The decision of whether to grant a new trial on the ground of newly discovered evidence is within the discretion of the trial court. We will reverse only if we determine the trial court could not reasonably have concluded that a different result was not probable. Kimmel v. State (1981), 275 Ind. 575, 418 N.E.2d 1152, cert. denied 454 U.S. 932, 102 S.Ct. 430, 70 L.Ed.2d 239.
Relief based upon newly discovered evidence is available in Indiana Rules of Trial Procedure Rule 59(A)(6). In order to obtain such relief a defendant must establish the following: (1) the evidence was discovered since the trial; (2) the evidence is material and relevant; (3) the evidence is not cumulative; (4) the evidence is not merely impeaching; (5) the evidence is not privileged or incompetent; (6) due diligence was used in investigating for such evidence before trial; (7) the evidence is worthy of credit; (8) the evidence can be produced upon a retrial of the case; (9) the evidence will probably produce a different result. Wilson v. State (1987), Ind., 511 N.E.2d 1014.
The State concedes requirements 1, 2, 5 and 6 are met by the proposed evidence.
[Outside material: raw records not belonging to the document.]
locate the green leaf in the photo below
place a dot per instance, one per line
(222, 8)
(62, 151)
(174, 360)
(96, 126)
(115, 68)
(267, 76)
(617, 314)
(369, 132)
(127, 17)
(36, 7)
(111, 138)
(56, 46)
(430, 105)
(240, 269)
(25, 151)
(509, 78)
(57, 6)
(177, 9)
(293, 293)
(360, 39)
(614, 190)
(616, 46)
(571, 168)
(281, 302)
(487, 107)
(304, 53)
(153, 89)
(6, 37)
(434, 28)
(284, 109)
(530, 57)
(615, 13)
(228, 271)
However, the State contends the proposed evidence is cumulative, merely impeaching, not worthy of credit, could not be produced at trial and would not produce a different result at trial.
We need not discuss all five (5) of the other disputed elements, since we affirm on the basis of number seven (7): whether the evidence is worthy of credit. Here, the affidavit is specious proof, at best, of the alleged admission by one of the victims. The proposed evidence is hearsay. No showing has been made that the person making the call to the clerk was either knowledgeable or credible. Therefore, we conclude that the evidence was not worthy of credit and unlikely to produce a different result.
Accordingly, for all of the above reasons, we affirm the judgment of the trial court.
CONOVER and ROBERTSON, JJ., concurring.
NOTES
[1] This rule was amended effective January 1, 1987. The amendment added the following language:
Provided further, that a trial court may take note of congestion or an emergency without the necessity of a motion, and upon so finding may order a continuance. Any continuance granted due to a congested calendar or an emergency shall be reduced to an order, which order shall also set the cause for trial within a reasonable time.
[2] The State cites to Loyd in their brief, but not for the proposition stated above.
[3] If the two hundred eighty-eight (288) days were attributable to the State, as Defendant argues, then Defendant would have waived the right to a trial prior to June 9, 1987. However, the waiver still would have entitled Defendant to be tried by June 9, 1987. See State ex rel. Henson v. Washington Circuit Court (1987), Ind., 514 N.E.2d 838.